Formalisation de l’engagement
S’agissant des mesures de report de cotisations sociales ou d’échéances fiscales, l’engagement de l’entreprise se matérialisera, respectivement, par un simple message à l’Urssaf qui gère son compte ou par le fait de cocher une case sur le formulaire dédié. En ce qui concerne l’octroi d’un prêt garanti par l’État, une clause résolutoire sera introduite dans le contrat de prêt au moment de l’instruction de la demande de prêt par les services du ministère de l’économie et des finances.

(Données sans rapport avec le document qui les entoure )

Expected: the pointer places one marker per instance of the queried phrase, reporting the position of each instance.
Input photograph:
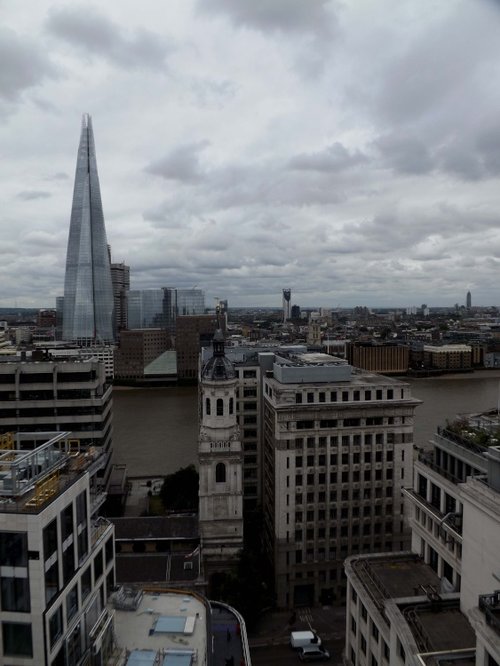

Sanction du non-respect par l’entreprise de ses engagements
En l’absence d’engagement de la part de l’entreprise, ou en cas de non-respect de cet engagement, l’entreprise qui aura bénéficié d’un report de cotisations sociales ou d’échéances fiscales se verra appliquer les majorations de retard applicables en cas de non-paiement des impôts et cotisations (5 % de majoration initiale + 0,2 % par mois de retard). Il lui faudra immédiatement s’acquitter des sommes impayées.
De la même manière, une entreprise qui aurait décidé après le 27 mars 2020 d’un versement de dividende ne pourra pas bénéficier de la garantie de l’État sur un prêt contracté auprès de sa banque ou auprès de laquelle elle aurait initié des démarches à cette fin. Le cas échéant, la banque pourra exiger de l’entreprise le remboursement de l’intégralité du principal.
Il conviendra de suivre si d’autres pays de l’Union européenne prennent le pas de la démarche française sur le sujet (au-delà du Portugal et du Danemark qui ont déjà adopté une interdiction de distribution de dividende un peu similaire). De son côté, le 27 mars 2020, la Banque centrale européenne (BCE) a recommandé aux banques de la zone Euro de ne pas verser de dividendes et de s’abstenir de procéder à des rachats d’actions durant la pandémie de COVID-19. La recommandation concerne les dividendes au titre de 2019 et de 2020 et préconise une absence de versement au moins jusqu’au 1er octobre 2020. La BCE attend des banques qu’elles continuent à financer les ménages ainsi que les petites, moyennes et grandes entreprises.
[1] V. not., M. Gauthier, Coronavirus : mesures fiscales exceptionnelles de soutien aux entreprises : Dr. fisc. 2020, n° 14, act. 114. – M.-P. Antoni, Coronavirus : le point de vue des entreprises sur les mesures fiscales exceptionnelles de soutien aux entreprises : Dr. fisc. 2020, n° 14, act. 115.